O ano de 1888 foi um ano milagroso, em que ele produziu como nunca e repentinamente deixou de sentir dores. Na verdade, isso e a euforia que o tomou eram prenúncios de que o fim estava próximo. Na(s) doença(s) de Nietzsche havia provavelmente um fator hereditário. Mas o principal, tudo indica, foi uma infecção sifilítica que ele teria contraído na juventude, ao visitar um bordel (na exposição de Weimar, isso é "ilustrado" por uma reprodução em plástico de um pênis com a ferida, tomada de empréstimo ao Museu Alemão de Higine!). A sífilis alcançava o último estágio, afetava o cérebro. Não era uma doença rara naquele tempo. O escritor Guy de Maupassant e o compositor Hugo Wolf, entre outros, tiveram o mesmo destino.
A conclusão foi rápida, no final de 88 e início de 89. Ele chocou os vizinhos e outras pessoas com atitudes estranhas, como abraçar-se, chorando, a um cavalo que estaria sendo maltratado pelo cocheiro. Redigiu bilhetes e cartas insanas para amigos, conhecidos e personalidades políticas. Isso fez Overbeck tomar o trem para Turim. Lá deparou com o amigo totalmente fora de si. Conseguiu levá-lo para uma clínica psiquiátrica na Basiléia, onde foi feito o diagnóstico. Em meados de janeiro transferiram-no para uma clínica em Jena, perto de Naumburg. Permaneceu ali pouco mais de um ano. Em maio de 1890 voltou à casa materna.

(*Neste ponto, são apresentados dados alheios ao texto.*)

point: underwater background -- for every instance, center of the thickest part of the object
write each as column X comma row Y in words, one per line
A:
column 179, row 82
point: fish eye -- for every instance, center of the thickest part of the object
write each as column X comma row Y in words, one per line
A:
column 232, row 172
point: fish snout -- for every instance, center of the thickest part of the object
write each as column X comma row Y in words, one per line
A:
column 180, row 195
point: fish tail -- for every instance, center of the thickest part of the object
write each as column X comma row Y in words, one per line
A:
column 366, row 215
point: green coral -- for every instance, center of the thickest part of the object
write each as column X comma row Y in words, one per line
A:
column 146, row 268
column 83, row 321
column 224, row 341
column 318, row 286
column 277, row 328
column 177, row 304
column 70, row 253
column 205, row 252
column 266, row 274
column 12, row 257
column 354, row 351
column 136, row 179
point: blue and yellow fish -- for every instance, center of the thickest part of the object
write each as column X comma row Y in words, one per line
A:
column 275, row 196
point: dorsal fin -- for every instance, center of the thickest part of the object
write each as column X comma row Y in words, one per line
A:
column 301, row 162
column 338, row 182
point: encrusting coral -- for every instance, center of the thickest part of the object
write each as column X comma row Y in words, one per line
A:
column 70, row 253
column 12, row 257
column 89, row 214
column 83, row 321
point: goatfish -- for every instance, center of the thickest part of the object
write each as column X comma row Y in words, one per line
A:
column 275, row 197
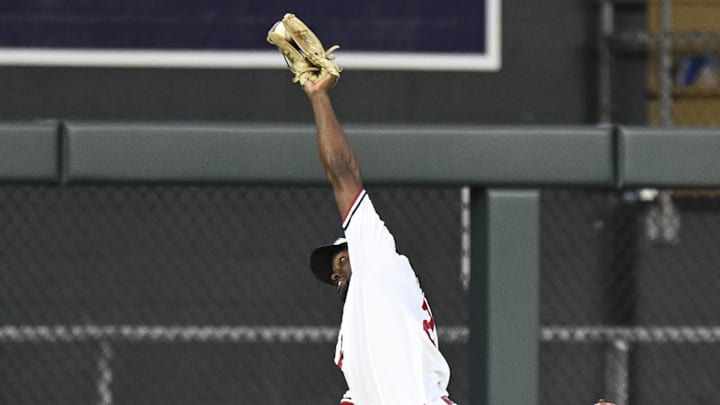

Nos cem anos desde sua morte, Nietzsche foi adotado por variadas correntes intelectuais, artísticas e políticas: expressionistas, futuristas, existencialistas, psicanalistas, socialistas, fascistas e anarquistas reivindicaram sua herança -sobretudo na Europa que ele nunca deixou e sobre a qual refletiu apaixonadamente. Ele sabia que ela não passa de "uma península da Ásia", mas também que é a matriz do saber nesta Terra, para o bem e para o mal. Em "Humano, Demasiado Humano" ele prevê a unificação européia, na mesma página em que saúda a contribuição dos judeus à Europa. Cada época tem seu Nietzsche, enfatiza algo de seu imenso e contraditório legado. Se a Europa está realmente se unindo, enquanto as minorias aumentam e se multiplicam no seu interior, podemos escolher esse Nietzsche -esse que prega a mistura e a aliança. É aquele que, numa carta a sua mãe, declarou: "Embora eu talvez seja um mau alemão, certamente sou um bom europeu".


Paulo César de Souza é autor de "As Palavras de Freud" (Ed. Ática), entre outros livros, e tradutor de Nietzsche e Brecht.